Individual Retirement Accounts

  • Full IRA contribution permitted for each spouse
  • IRA payouts for medical expenses exempt from 10% penalty
  • 10% penalty tax exemption for medical insurance  
    withdrawals by the unemployed

Medical Savings Accounts

  • New tax favored medical savings accounts explained
 

Insurance and Related Provisions

  • Long-term care insurance and services treated as medical expense
  • Tax breaks for accelerated death benefits for the terminally or chronically ill insured. (These are commonly known as viatical settlements.

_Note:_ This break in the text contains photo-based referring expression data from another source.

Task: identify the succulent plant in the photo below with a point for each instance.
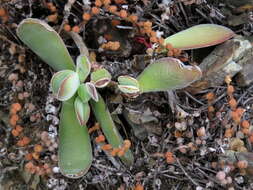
(69, 86)
(170, 73)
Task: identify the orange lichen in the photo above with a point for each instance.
(76, 29)
(210, 96)
(153, 39)
(111, 45)
(94, 128)
(232, 103)
(2, 12)
(86, 16)
(229, 133)
(16, 106)
(123, 13)
(211, 109)
(177, 134)
(67, 27)
(95, 10)
(38, 148)
(115, 22)
(100, 138)
(242, 164)
(127, 144)
(115, 151)
(228, 79)
(106, 2)
(112, 9)
(121, 152)
(19, 128)
(52, 18)
(15, 132)
(230, 90)
(245, 124)
(98, 3)
(138, 187)
(106, 147)
(120, 1)
(133, 18)
(169, 157)
(35, 155)
(28, 156)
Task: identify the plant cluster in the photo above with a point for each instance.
(76, 86)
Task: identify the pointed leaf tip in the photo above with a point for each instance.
(167, 74)
(100, 78)
(83, 67)
(92, 90)
(200, 36)
(65, 84)
(43, 40)
(82, 111)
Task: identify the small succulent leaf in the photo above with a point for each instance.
(167, 74)
(46, 43)
(100, 78)
(200, 36)
(57, 79)
(65, 84)
(75, 152)
(111, 132)
(92, 90)
(128, 89)
(127, 80)
(83, 93)
(82, 111)
(83, 67)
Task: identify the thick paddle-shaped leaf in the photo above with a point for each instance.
(200, 36)
(167, 74)
(104, 118)
(75, 153)
(82, 111)
(46, 43)
(65, 84)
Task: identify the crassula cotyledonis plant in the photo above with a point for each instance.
(66, 83)
(69, 86)
(170, 73)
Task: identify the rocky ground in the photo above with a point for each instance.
(195, 138)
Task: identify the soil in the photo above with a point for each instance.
(175, 127)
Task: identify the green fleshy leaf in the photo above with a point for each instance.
(46, 43)
(200, 36)
(83, 93)
(127, 80)
(65, 84)
(100, 78)
(83, 67)
(91, 89)
(82, 111)
(75, 152)
(167, 74)
(104, 118)
(128, 89)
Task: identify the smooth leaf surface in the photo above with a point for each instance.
(200, 36)
(65, 84)
(100, 78)
(75, 153)
(104, 118)
(83, 93)
(83, 67)
(167, 74)
(129, 81)
(82, 111)
(91, 89)
(46, 43)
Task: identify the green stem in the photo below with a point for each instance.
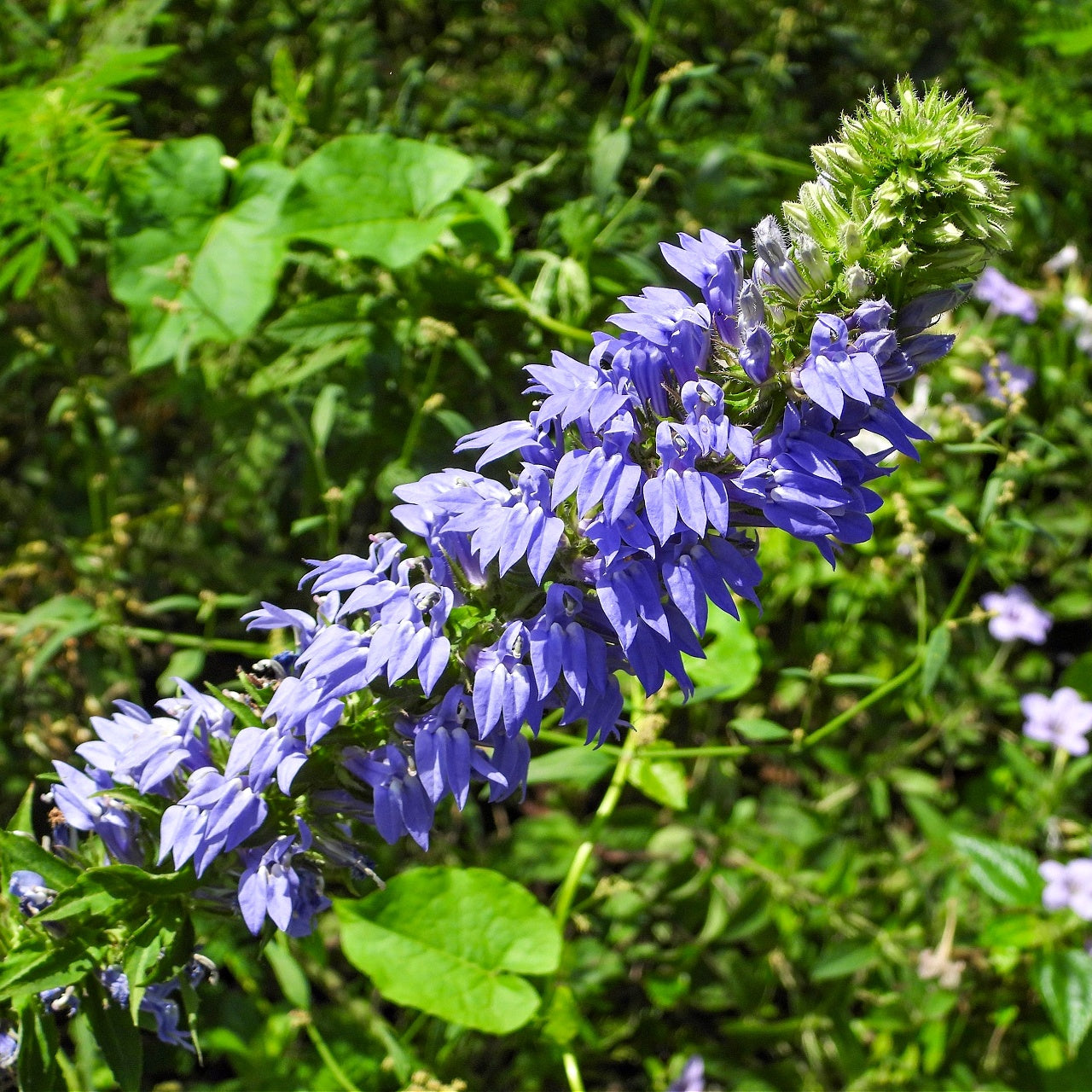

There was a very detailed and well-written article on the impact of this pending legislation in the August 15, 1996 Wall Street Journal, Part C.)
  • New portability requirements for group health plans
  • Duration of COBRA coverage

Remember that these are just highlights. There are many other changes that are somewhat more industry/business specific, and some that are just plain esoteric (such as the provision about contributions in aid of construction made to a water or sewerage disposal utility). I'll be talking about many of the more "common" of these issues in the days and weeks to come.